Missionary Sending

The Place Where Peace is Possible

A House Divided

Peace has been a perennial dream of humanity over the course of history, and after the bloodshed of the twentieth century, it was even clearer that it is an essential necessity for the future survival of civilization. The wave of enthusiasm that swept over the western world in the 60s and 70s among youth who were crying out for “peace and not war” were met met, however, with new expressions of violence and the rise of terrorism and what appears in many respects to be a further fragmentation of society into an ever-increasing polarization of the world. Nonetheless, the desire for peace remains, and the world has sought to build peace through tolerance and its own efforts of constructing the utopian dream that lives as an echo in our hearts. There is a sense of a reality that binds us together in some kind of common brotherhood, and a call to authentic communion with one another. But what can bridge the ever-growing social chasm and tensions? Who could bring together “right” and “left” of our own country? Where is the peace we long for? Or is it merely the wishful thinking of youthful idealism, a mirage in the desert of reality? Is there a place where one can see and encounter this longed for peace?

“Peace I leave with you; my peace I give to you. Not as the world gives do I give it to you. Do not let your hearts be troubled or afraid.”

John 14:27

The Wounds of Polarization

If one desires an icon of the violent divisions that can exist in the world, Nicaragua in the 1980s provides a potent image. A country decimated by civil war, brothers killing brothers, and most often without fully understanding why. Decades later, as I was serving there as a missionary priest I could still see the wounds of the war, but I also learned that during those bloody years a miracle occurred that no one could have anticipated or even believed possible. In the mountainous north where the fiercest battles were fought, on May 3rd of 1988, a Franciscan priest, Fray Odorico, celebrated Mass in the Valle de la Naranja (valley of the oranges). He invited to the Mass the soldiers of both the Contras and the Sandinistas, who at the beginning stood almost a football field distant from one another on either side of the valley as the Mass began in the open air upon an improvised altar. Fray Odorico called the two groups to come nearer and sit in their respective groups to his right and his left on either side of an imaginary aisle down the center of the two groups. The heaviness and tension on the faces of the soldiers weighed upon the atmosphere, but Fray Odorico celebrated the Mass as normal until following the consecration, he paused at the sign of peace looking out into the faces of these two groups of enemies. What he saw and what he did, however, reflected the reality of what God saw, what he sees, when he looks upon us.

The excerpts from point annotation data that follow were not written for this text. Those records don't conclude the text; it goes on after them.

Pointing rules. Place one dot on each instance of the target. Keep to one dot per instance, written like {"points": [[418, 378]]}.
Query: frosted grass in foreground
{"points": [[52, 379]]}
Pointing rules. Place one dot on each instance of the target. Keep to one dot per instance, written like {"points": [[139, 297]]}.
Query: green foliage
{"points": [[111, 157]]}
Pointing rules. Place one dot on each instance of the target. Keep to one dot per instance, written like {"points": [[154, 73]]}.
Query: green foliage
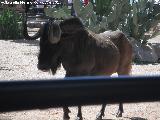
{"points": [[142, 18], [61, 12], [134, 19], [10, 25]]}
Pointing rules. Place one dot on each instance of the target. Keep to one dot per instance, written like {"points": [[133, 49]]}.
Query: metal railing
{"points": [[23, 95]]}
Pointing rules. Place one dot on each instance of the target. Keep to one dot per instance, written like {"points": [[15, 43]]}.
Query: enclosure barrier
{"points": [[33, 94]]}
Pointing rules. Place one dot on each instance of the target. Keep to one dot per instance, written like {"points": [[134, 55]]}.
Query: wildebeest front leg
{"points": [[101, 113], [66, 111], [120, 110], [79, 115]]}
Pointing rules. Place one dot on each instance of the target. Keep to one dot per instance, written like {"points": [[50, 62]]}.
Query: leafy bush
{"points": [[11, 26]]}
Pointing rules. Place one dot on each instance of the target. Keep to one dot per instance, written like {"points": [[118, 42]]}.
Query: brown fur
{"points": [[84, 53]]}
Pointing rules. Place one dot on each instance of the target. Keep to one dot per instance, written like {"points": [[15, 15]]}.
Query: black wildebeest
{"points": [[83, 53]]}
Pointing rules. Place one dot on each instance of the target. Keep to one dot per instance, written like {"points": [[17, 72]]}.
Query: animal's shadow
{"points": [[132, 118]]}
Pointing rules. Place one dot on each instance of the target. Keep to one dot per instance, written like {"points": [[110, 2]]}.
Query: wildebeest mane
{"points": [[48, 50]]}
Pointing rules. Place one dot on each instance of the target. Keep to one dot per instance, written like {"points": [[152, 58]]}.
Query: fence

“Flowing out from this Mystery is the power to do what we on our own are incapable of doing—seeing the other and recognizing my ‘brother’ and my ‘sister’.”

Our Common Desire

At that moment Fr. Odorico walked down to the soldiers and taking the hand of a Contra and a Sandinista he brought them together and said words that we have heard a thousand times in Mass, “Let us offer each other the sign of peace.” In that moment the two men shook hands and then drew each other together into an embrace as tears began to stream down their faces. Following this, the other soldiers began one by one to enter into the “other side” and offer the sign of peace…the peace which they longed so desperately to find, the peace that we all desire. The place where this peace awaits is in fact in the place where God awaits us, the Eucharist, Jesus’ body, blood, soul and divinity made Present to us. Flowing out from this Mystery is the power to do what we on our own are incapable of doing—seeing the other and recognizing my “brother” and my “sister”, no matter who they vote for, what color their skin may be, what language they speak, or even what football team they root for (Go Dawgs!).


A Fruit of His Presence

In the Eucharistic Heart of Jesus, we receive the greatest reconciliation possible, the healing of the separation between God and humanity due to sin. And because of our unity with Jesus’ Heart, the Heart of the Son of God, we are able to pray the words that he taught us, “Our Father.” In the Mass at La Naranja, all the soldiers prayed as one to their Father, and you couldn’t distinguish Contra from Sandinista because they were intermingled, and the aisle had disappeared after the sign of peace. In my recent years serving in Nicaragua one of the only places that I found the political factions of Nicaragua seated side by side was in Mass. This is the place where peace is possible, this is the place where peace is not a mere dream, in the communion of Christ’s Body gathered as one in his Eucharistic Presence. Peace is fruit of His Presence in our midst. If you are longing for peace and desire to see it, go to Mass this Sunday and sit next to the person in your parish who perhaps you struggle to love and look them in the eye and say, “Peace be with you.”